Andrew McCabe, deputy director of the FBI, will retire from his post, the Associated Press reported on Monday. McCabe has been the subject of criticism by President Donald Trump.
The president’s criticism stems from the 2016 acceptance of campaign contributions to his wife from allies of Hillary Clinton during an unsuccessful bid for Senate seat. He linked the contribution to what he felt was a politically biased investigation into Clinton’s deletion of e-mails while she was secretary of state.
While Clinton, the 2016 Democratic presidential candidate was criticized for using a private e-mail server, she was not charged with any criminal acts.

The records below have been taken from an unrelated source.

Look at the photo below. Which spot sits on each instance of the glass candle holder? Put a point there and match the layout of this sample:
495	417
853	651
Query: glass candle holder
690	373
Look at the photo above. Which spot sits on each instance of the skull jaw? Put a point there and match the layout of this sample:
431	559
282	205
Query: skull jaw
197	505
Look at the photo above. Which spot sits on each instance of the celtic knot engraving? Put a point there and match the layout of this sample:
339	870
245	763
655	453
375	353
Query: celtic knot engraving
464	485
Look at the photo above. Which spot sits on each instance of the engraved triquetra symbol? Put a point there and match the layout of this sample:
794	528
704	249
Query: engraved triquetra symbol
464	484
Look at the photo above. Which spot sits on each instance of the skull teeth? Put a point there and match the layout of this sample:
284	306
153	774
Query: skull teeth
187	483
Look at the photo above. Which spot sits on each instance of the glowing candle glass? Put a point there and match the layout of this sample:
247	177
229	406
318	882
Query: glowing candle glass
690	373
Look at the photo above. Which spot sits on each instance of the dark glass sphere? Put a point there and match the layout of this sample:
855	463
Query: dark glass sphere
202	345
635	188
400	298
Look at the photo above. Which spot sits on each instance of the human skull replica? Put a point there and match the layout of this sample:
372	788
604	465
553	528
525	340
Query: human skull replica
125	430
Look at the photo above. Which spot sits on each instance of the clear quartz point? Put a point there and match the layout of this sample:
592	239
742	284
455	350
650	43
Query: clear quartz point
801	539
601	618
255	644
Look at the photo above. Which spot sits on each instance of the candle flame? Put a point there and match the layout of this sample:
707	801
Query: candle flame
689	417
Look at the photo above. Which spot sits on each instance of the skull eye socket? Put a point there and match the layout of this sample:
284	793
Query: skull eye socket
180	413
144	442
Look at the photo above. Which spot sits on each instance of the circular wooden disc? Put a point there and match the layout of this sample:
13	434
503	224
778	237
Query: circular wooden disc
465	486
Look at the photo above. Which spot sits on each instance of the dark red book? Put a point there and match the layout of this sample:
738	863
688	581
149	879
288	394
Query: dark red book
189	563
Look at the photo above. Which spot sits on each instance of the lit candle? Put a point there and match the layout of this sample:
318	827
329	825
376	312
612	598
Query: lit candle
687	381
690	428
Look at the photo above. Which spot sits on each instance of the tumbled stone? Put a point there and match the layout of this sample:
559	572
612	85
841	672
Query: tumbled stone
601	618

Presidential press secretary Sarah Sanders said on Monday that there was no connection between Trump’s criticisms and McCabe’s decision to retire now instead of this spring
Farewell to Indians’ logo Chief Wahoo
The grinning, red-faced Chief Wahoo, logo of the Cleveland Indians, is soon to become sports history. The image, subject of criticism of being a racially offensive caricature, was introduced in 1947 and will be removed from team uniform effective after the 2018 season is concluded.
A big “C” had already replaced Chief Wahoo from Indians’ players’ caps, and the offending design have been removed from Progressive Park, home stadium for the Indians. Merchandise with the old logo will continue to be sold, in order to protect the copyright and trademark, the club announced.
Keurig gulps down Dr. Pepper, Snapple
Will you be able to brew your own favorite soft drinks in your kitchen just as you make a cup of coffee? Could be. JAB – the company that owns Keurig coffee machines – will be acquiring Dr, Pepper-Snapple for almost $19 billion, according to the Wall Street Journal.
The acquisition will include Dr. Pepper, 7Up, Snapple and Sunkist. The new firm will be called Keurig Dr. Pepper. Reuters reported Monday that the Keurig dead makes it more likely that Coca Cola and Pepsi would be bought up as well.
JAB also owns Panera and Krispy Kreme.